RN - Penjabat (Pj) Gubernur Provinsi DKI Jakarta Teguh Setyabudi kaget. Ternyata bocah di Jakarta banyak yang doyan main judi online (judol).
Teguh mengungkapkan 1.836 anak sampai dengan usia 17 tahun di Jakarta terlibat judi online dengan nilai transaksi mencapai Rp 2,29 miliar. Angka itu dikutip Teguh dari data Pusat Pelaporan dan Analisis Transaksi Keuangan (PPATK).
"Pada tahun 2024 ini paling tidak berdasarkan PPATK, ada sekitar 1.836 anak usia sampai dengan 17 tahun yang terlibat di DKI Jakarta, dengan nilai transaksi kurang lebih Rp 2,29 miliar," kata Teguh saat melakukan kunjungan ke SMA 92 Jakarta Utara bersama Menteri Komunikasi dan Digital RI Meutya Hafid, Selasa (12/11/2024).
BERITA TERKAIT :Teguh mengimbau seluruh jajarannya waspada.
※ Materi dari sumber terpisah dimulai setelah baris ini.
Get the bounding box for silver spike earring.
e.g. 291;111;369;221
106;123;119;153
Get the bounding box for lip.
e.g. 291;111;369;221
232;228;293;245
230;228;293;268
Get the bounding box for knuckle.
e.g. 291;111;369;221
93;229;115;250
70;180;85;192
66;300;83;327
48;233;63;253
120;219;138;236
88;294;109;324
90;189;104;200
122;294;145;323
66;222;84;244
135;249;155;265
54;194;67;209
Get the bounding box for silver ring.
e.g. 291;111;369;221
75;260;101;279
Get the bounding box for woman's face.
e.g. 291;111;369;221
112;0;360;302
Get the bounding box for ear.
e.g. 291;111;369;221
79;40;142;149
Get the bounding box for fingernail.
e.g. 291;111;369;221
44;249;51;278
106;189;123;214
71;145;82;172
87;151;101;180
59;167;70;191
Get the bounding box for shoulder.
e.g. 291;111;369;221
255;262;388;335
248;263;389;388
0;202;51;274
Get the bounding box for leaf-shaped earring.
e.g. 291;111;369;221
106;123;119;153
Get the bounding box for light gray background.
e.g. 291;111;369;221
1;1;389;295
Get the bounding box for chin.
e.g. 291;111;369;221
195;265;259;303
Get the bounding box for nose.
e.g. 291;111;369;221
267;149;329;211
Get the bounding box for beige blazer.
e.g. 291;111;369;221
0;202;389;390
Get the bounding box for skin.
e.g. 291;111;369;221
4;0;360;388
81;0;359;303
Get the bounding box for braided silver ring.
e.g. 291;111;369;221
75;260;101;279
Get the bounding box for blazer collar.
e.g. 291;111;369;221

Dia meminta sosialisasi mengenai dampak negatif judi online digencarkan.
"Saya sudah tekankan kepada jajaran baik OPD khususnya tingkat pendidikan, dan dinas kominfotik untuk mewaspadai itu dan terus melakukan sosialisasi," katanya.
Teguh juga turut mengingatkan kepada masyarakat bahwa kemajuan teknologi tidak hanya mendatangkan dampak positif, melainkan juga dampak negatif. Oleh sebab itu, masyarakat pun perlu menyadari dampak-dampak negatif dari internet salah satunya adalah judi online.
Sementara Menteri Komunikasi dan Digital (Menkomdigi) Meutya Hafid menghadiri acara edukasi soal judi online (judol) di Semper Barat, Cilincing, Jakarta Utara. Meutya menyebut Cilincing salah satu wilayah pengguna judol tertinggi.
"Saya ke sini ada karena beberapa poin alasan, salah satunya karena katanya di Cilincing ini salah satu yang judolnya tertinggi di DKI Jakarta," kata Meutya dalam sambutannya.
"Kita harus melihat data. Ini data PPATK ya. Karena itu saya ingin mengajak Ibu-Ibu semua, Kalau di Kemkomdigi aja alatnya terbatas.Karena alat saja secanggih apapun, meskipun nanti kan kita bersihkan, kita bereskan ya Ibu-Ibu tapi seberes apapun, sebersih apapun, alat dan pengawasan tidak akan cukup," sambungnya.
Meutya mengatakan bahwa saat ini anak sekolah juga banyak yang terlibat judol. Anak-anak tersebut kata Meutya, biasa menggunakan akun dari orang tuanya maupun lewat games.
"Karena kami tidak bisa menjangkau rumah-rumah tangga. Karena sekarang, tadi kalau datanya di bawah 19 tahun ada 200 ribu. Di bawah 10 tahun ada kurang lebih 80 ribu. Dia pakai akun-akun orang tuanya. Bisa mengakses biasanya lewat games," ujarnya.
"Jadi di bawah 10 tahun yang terpapar jadi online angkanya 80 ribu. ah ini yang tidak mungkin kami dari Kementerian jangkau sendiri. Kami harus kerjasama dengan Ibu-Ibu, orang tua, Ibu Bapak di rumah untuk mengawasi anak-anaknya," lanjutnya.